Scott Kitterman ubuntu at kitterman.com
Wed Nov 21 00:48:20 UTC 2007


On Tuesday 20 November 2007 17:18, Neal McBurnett wrote:

> I haven't really caught up over the last 18 months with what has
> happened in the big IETF debates about mDNS (so-called "Apple") vs
> LLMNR (Link-local Multicast Name Resolution - so called "Microsoft").
>
> But I haven't heard that there is anything on the road to
> standardization.
>
> RFC 4795 was published http://tools.ietf.org/html/rfc4795
>  Link-Local Multicast Name Resolution (LLMNR)
>
> but that is just an "Informational" RFC, and just about anyone who is
> persistent enough can get one of those published.
>
> Security issues have been identified with both of them,
> since they let systems mess with names that look like
> official dns names.
>
> I find a lot of appeal to finding a good standard for simplified
> configuration, like zeroconf.  But I think that it is a difficult
> thing to get right :-(
>
The IESG note covers it pretty well (at least at a high level):

IESG Note


   This document was originally intended for advancement as a Proposed
   Standard, but the IETF did not achieve consensus on the approach.
   The document has had significant review and input.  At time of
   publication, early versions were implemented and deployed.

The lack of consensus (anyone can search the IETF main list for the last call 
discussion on this RFC, it was pretty extensive) was primarily over whether 
to use the mDNS or LLMNR protocols in the .local namespace.  Informational or 
not, it's a published RFC.  The distinction among Informational, 
Experimental, and Proposed Standard is significant within the IETF community, 
but in the wider internet world, I don't think people really know or care.

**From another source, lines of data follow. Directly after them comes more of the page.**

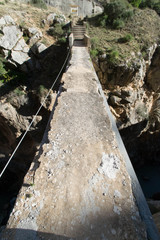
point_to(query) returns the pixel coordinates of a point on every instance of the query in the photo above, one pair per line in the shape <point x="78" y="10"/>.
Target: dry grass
<point x="29" y="16"/>
<point x="144" y="27"/>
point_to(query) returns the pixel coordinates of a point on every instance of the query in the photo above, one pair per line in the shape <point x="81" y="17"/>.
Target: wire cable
<point x="2" y="172"/>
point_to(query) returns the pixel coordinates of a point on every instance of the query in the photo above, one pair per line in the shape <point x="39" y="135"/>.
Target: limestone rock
<point x="38" y="48"/>
<point x="51" y="17"/>
<point x="19" y="57"/>
<point x="10" y="38"/>
<point x="54" y="18"/>
<point x="6" y="20"/>
<point x="34" y="35"/>
<point x="21" y="46"/>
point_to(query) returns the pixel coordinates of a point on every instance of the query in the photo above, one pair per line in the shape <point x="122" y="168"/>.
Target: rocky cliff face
<point x="36" y="66"/>
<point x="133" y="95"/>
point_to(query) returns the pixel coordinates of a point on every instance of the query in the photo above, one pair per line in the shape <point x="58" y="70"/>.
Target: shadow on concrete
<point x="103" y="227"/>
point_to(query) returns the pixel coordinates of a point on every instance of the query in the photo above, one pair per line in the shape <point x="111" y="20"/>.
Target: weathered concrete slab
<point x="81" y="186"/>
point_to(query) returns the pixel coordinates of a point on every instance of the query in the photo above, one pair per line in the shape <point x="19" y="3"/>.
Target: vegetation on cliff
<point x="125" y="29"/>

So currently we install and enable a system using an unstandarized protocol 
that works in the same namespace with another protocol that fulfills 
essentially the same purpose and that protocol is at least documented in an 
(Informational) RFC.  The key point here is that the IETF picked one and it 
isn't the one we use.

Personally, I don't like zeroconf a bit.  I like to actually configure my 
boxes before they start to talk to other boxes.  

Additionally, they are both, IMO broken by design.